States began adopting data breach laws, such as California’s CA SP-1386 in 2003. Now, there are laws in all 50 states, as well as the District of Columbia, Guam, Puerto Rico, and the Virgin Islands. These data breach notification laws require private organizations or government entities (including K–12 public school systems) to notify individuals of a security breach involving their personally identifiable information (PII).
The laws in each state vary in how they define PII, what constitutes a breach, and how and when school districts must communicate breaches to affected parties. Although all the laws are different, they all impose increasing costs. As a result, more and more districts are taking a closer look at purchasing cybersecurity insurance to offset costs or at renewing policies already in place.
School districts must respond to potentially devastating breaches, but breach response is expensive.
Districts may have good reasons to act now. The federal and state governments are becoming more involved with cybersecurity laws and mandates. On October 8, 2021, President Biden signed the bipartisan K–12 Cybersecurity Act into law. Although the act offers little actual reform, it does show Washington’s increasing interest in studying and regulating the space. Added regulation will increase prevention costs for school districts and response costs for insurers, driving higher premiums.
States are jumping in too, particularly in the area of regulating ransomware payments. If districts cannot pay ransoms to quickly retrieve data, they may face longer downtimes and greater response costs. These laws may then affect cyber insurance costs, requirements, and pay-outs. Ultimately, the district must consider the cost of the insurance versus the amount and likelihood of a payout before making a final decision.
What You Need to Do
To take advantage of cybersecurity insurance, a district must meet all the insurer’s specified conditions to receive a payout. Because of the high number of cyberattacks in recent years, insurers are evaluating their vulnerability. Rates are rising, and tighter controls are being put into place. Districts that do not provide sufficient documentation or that apply without the required controls might not receive coverage, may be required to pay higher premiums, or may risk having lower coverage limits for the account.
The Consortium for School Networking (CoSN) reports that most insurers require that districts have, at a minimum, tools and protocols in place for identification, authentication, authorization, and accountability, as well as a reasonable amount of network security, including at least intrusion, firewall, and demilitarized zone traffic inspection.
A review of several cybersecurity insurance checklists suggests that districts have the following controls in place if they are preparing to qualify for or request a quote for cyber insurance:
• Remove or reduce administrative rights to reduce the attack surface. Practice least privilege enforcement.
• Manage all privileged remote sessions from vendors and employees.
• Eliminate unsupported operating systems and platforms.
• Review the environment for indicators of compromise to confirm that none are found. If found, remediate.
• Document the steps taken to detect and prevent ransomware attacks.
• Assign someone to handle all data security.
• Conduct regular security awareness training for all employees.
• Put in place written information security and privacy policies.
• Have a tested business continuity and disaster recovery plan.
• Install antivirus and firewall systems and update them regularly.
• Stay current on updates and patches for all critical information technology systems and applications.
• Back up critical data and systems regularly.
• Require employees and applicable age-appropriate students to use multifactor authentication.
• Require the use of strong passwords and force password changes for employees and age-appropriate students.
Remember, all insurers are different, and some may require additional measures. Further, this list is intended to reflect basic measures that insurers may need and is not intended to be a cybersecurity plan.
Get Informed and Get Help
Data security in schools is a complex problem beyond the narrow scope of this article.
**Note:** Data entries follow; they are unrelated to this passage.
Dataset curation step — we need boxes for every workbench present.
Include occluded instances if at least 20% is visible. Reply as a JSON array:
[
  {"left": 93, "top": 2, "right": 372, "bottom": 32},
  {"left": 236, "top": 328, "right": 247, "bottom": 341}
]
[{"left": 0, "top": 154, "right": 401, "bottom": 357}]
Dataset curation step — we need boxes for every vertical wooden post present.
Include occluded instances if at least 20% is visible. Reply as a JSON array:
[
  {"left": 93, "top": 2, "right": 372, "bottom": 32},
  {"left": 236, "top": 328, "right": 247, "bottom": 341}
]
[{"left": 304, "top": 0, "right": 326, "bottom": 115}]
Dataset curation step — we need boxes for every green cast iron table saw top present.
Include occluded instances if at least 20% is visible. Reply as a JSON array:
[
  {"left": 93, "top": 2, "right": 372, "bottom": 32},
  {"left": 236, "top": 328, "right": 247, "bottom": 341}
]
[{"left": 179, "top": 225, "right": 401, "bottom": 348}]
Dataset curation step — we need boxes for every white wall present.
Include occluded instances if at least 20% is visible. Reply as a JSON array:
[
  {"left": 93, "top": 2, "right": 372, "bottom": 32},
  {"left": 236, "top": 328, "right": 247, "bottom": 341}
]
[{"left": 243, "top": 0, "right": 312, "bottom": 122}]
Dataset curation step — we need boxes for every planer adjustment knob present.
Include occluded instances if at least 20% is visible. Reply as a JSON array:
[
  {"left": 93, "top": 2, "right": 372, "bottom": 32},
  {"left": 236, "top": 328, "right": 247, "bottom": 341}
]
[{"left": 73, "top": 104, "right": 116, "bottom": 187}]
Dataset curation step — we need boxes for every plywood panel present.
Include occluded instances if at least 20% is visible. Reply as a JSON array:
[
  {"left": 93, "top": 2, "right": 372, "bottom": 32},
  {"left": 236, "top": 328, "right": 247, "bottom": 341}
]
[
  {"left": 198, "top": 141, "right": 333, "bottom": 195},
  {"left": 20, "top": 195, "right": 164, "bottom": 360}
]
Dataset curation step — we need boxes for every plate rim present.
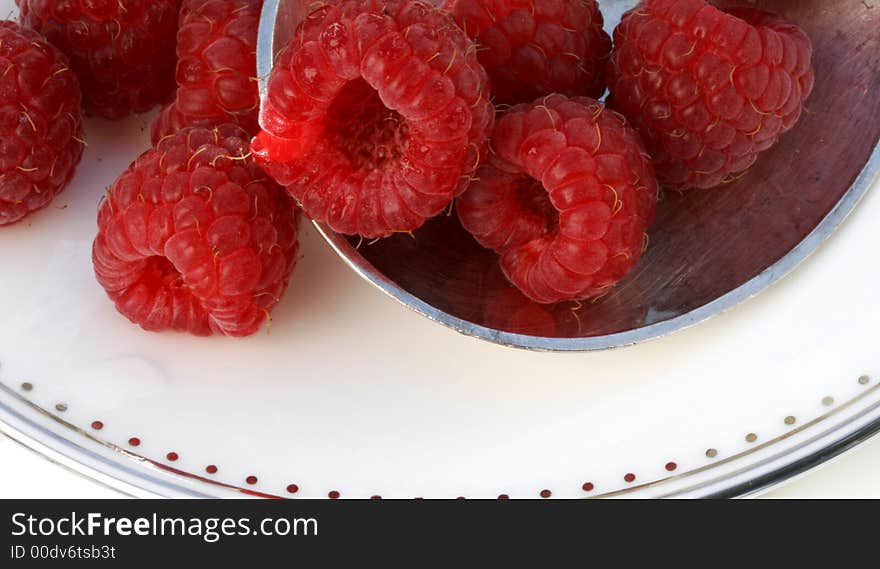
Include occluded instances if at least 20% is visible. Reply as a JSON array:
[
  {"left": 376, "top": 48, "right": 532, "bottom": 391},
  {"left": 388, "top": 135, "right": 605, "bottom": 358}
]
[{"left": 3, "top": 378, "right": 880, "bottom": 499}]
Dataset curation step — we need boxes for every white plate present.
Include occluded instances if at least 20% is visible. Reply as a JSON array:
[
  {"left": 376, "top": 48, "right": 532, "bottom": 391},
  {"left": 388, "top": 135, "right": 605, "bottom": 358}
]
[{"left": 1, "top": 0, "right": 879, "bottom": 499}]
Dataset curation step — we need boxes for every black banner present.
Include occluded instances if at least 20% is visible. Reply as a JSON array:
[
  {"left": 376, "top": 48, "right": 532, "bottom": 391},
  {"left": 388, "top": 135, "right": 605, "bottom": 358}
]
[{"left": 0, "top": 499, "right": 872, "bottom": 564}]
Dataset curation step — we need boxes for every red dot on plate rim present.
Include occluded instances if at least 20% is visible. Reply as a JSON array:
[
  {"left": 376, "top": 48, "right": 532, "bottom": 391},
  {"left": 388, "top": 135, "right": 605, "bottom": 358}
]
[
  {"left": 665, "top": 462, "right": 678, "bottom": 472},
  {"left": 286, "top": 484, "right": 299, "bottom": 494},
  {"left": 246, "top": 476, "right": 258, "bottom": 485},
  {"left": 540, "top": 489, "right": 552, "bottom": 499},
  {"left": 498, "top": 494, "right": 510, "bottom": 500},
  {"left": 328, "top": 490, "right": 340, "bottom": 500},
  {"left": 205, "top": 465, "right": 218, "bottom": 474},
  {"left": 582, "top": 482, "right": 595, "bottom": 492},
  {"left": 370, "top": 495, "right": 382, "bottom": 501},
  {"left": 90, "top": 421, "right": 103, "bottom": 430},
  {"left": 128, "top": 437, "right": 140, "bottom": 447},
  {"left": 624, "top": 473, "right": 636, "bottom": 483},
  {"left": 166, "top": 452, "right": 179, "bottom": 462}
]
To learn more, visit CoSN’s website (www.cosn.org). There, you’ll find a variety of educational technology tools and resources. Also read Eileen Belastock’s 2022 article “Our Biggest Nightmare Is Here” in Education Next.
Keep in mind that a policy that may work for one district may not work for another. Law firms, companies, and organizations offer example policies online that try to “break down” the evolving state laws. But the internet cannot substitute for personalized counsel. The law is constantly evolving and varies widely across states.
A school district attorney, the district’s chief financial officer, and technical and security experts should review any proposed policy to ensure that it meets the district’s needs. It is equally important that those same entities review any renewals for those districts that currently have cyber insurance.